PILGRIM: They say it's any group that thinks less of some other group, that thinks that they're inferior. That's their broadest definition, based on ideology, and that's how they define it.
DOBBS: Well, you know, that would not be an appropriate (ph) way to look at any group. But at the same time, one wonders how Mark Potok, the head of the Southern Poverty Law Center, could say that conditions favor the growth of hate groups, but they have no proof of recruitment. This is -- I mean, that's pretty pitiful, really. And I know a number of news organizations picking up and going with this, because they think it's a ratings-grabber.

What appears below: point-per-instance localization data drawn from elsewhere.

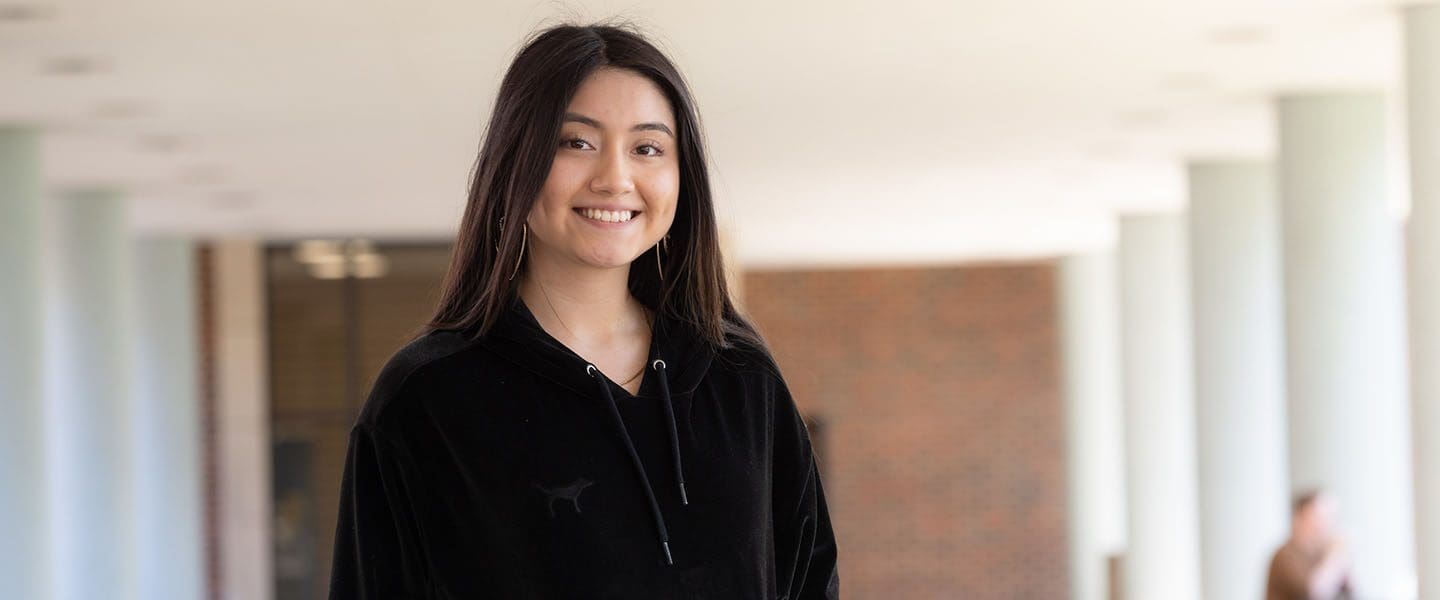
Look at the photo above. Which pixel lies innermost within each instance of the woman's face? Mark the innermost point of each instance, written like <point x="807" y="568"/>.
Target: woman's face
<point x="612" y="187"/>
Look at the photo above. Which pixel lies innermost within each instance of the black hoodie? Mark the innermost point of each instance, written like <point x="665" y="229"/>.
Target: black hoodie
<point x="507" y="468"/>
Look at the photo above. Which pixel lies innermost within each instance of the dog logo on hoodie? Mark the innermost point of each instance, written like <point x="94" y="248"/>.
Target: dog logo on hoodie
<point x="570" y="492"/>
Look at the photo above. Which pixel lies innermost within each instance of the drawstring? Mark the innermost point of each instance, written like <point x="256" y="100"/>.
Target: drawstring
<point x="630" y="446"/>
<point x="674" y="438"/>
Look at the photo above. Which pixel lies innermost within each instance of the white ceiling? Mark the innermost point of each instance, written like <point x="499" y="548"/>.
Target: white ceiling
<point x="841" y="131"/>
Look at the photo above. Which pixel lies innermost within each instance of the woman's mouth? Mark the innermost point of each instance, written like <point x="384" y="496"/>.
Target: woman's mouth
<point x="608" y="216"/>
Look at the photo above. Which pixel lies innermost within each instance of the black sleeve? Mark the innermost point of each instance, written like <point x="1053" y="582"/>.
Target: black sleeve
<point x="376" y="553"/>
<point x="804" y="541"/>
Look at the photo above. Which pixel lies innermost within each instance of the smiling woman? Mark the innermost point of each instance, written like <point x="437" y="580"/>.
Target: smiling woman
<point x="583" y="358"/>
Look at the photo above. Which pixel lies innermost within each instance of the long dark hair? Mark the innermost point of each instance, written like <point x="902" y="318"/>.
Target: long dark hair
<point x="513" y="164"/>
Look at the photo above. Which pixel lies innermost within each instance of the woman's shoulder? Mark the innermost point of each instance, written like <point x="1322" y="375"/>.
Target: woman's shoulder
<point x="749" y="354"/>
<point x="411" y="371"/>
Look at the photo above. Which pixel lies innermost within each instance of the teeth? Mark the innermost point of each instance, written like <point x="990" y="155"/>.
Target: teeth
<point x="608" y="216"/>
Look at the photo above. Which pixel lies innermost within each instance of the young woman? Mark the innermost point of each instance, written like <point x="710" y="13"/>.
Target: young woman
<point x="586" y="416"/>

PILGRIM: You really have to push this report to say, what are they really saying here. They're including nonviolent groups with violent groups. The definition is so utterly fuzzy on "hate group" that...
DOBBS: Which obviously the FBI, the Justice Department rejects.
PILGRIM: They absolutely do.
Rick Sanchez is a dependable liberal. He can find a reason to criticize America almost every day. By selectively airing viewer opinions that coincide with his own and repeatedly interviewing other liberals, his program is often flagrantly slanted.
Kudos to Kitty Pilgrim for, unlike Sanchez, getting past the ideological bluster and looking for the truth. Gee, I hope that doesn't hurt her career in journalism.